Math lecture at Domenici Hall. Taken by Max

After the lecture, I worked on the newly posted Python exercises before changing for dinner.

It was only when I was walking back to my dorm after dinner to change back into more comfortable clothes that something unexpected happened. I was looking at clouds like this:

Clouds over NMSU, c. 6:30 pm

And then ten minutes later, after I had changed and was walking back to the lecture hall, this was happening:

Rain!?

It’s never nice to be caught in a rainstorm, especially since I had left all my stuff at the lecture hall before I went to dinner and so I didn’t have an umbrella or any sort of rain jacket. Thankfully, it wasn’t raining that hard, and I remembered an old Minutephysics video saying you should always run through rain to minimize how wet you get, so I hightailed it all the way back to the lecture hall and managed to avoid getting completely drenched.

Normally, that would be that, and I would have continued on with my day. But since I have an obsessive interest in weather, and because I don’t have much research results to report on yet since we’re still on day 4, I’ll spend the remainder of this post on weather I’ve observed so far at SSP.

The basis for most of the weather so far has been the North American monsoon, which can be briefly be summarized like this: as the heart of summer approaches, prevailing winds throughout the Southwest shift from dry, westerly air to moist, southerly air from the Gulf of Mexico and the Gulf of California. Once this more humid air is in place over the region, intense daytime heating and local mountain ranges push the air upwards towards higher, cooler altitudes, where it condenses forming clouds, rain, and thunderstorms.

The monsoon isn’t consistent from day to day due to varying local factors, so a day can range anywhere from completely clear to a torrential downpour (today, I ran into a sudden monsoon shower, which isn’t that uncommon). At least so far, the weather for local observations at night has looked like this:

Night of 6/25: clouded out

Night of 6/26: clouded out

Night of 6/27: ongoing, but very likely to be clouded out.

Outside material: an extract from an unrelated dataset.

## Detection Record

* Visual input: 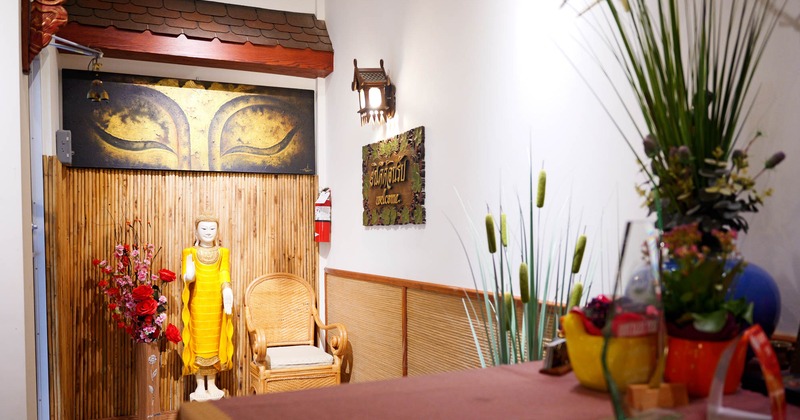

At least the next few nights look somewhat better. I’m going to observe at TMO for the first time on Saturday (technically Sunday since I have the late shift), so I hope the weather cooperates. But as someone with substantial observational astronomy experience before coming to SSP, I know that astronomers just have to take whatever they get. Our professor has assured us that we have multiple layers of backup plans, so we will get our data. I’m still looking forward to future observations. Even if it’s overcast at every one.


Andrew is a rising senior from Plano West Senior High School, Plano, Texas. He is very interested in astronomy and telescopes (an interest that developed a long time ago, not with SSP), and has spent many hours stargazing at dark sites. His other interests include geography and building computers.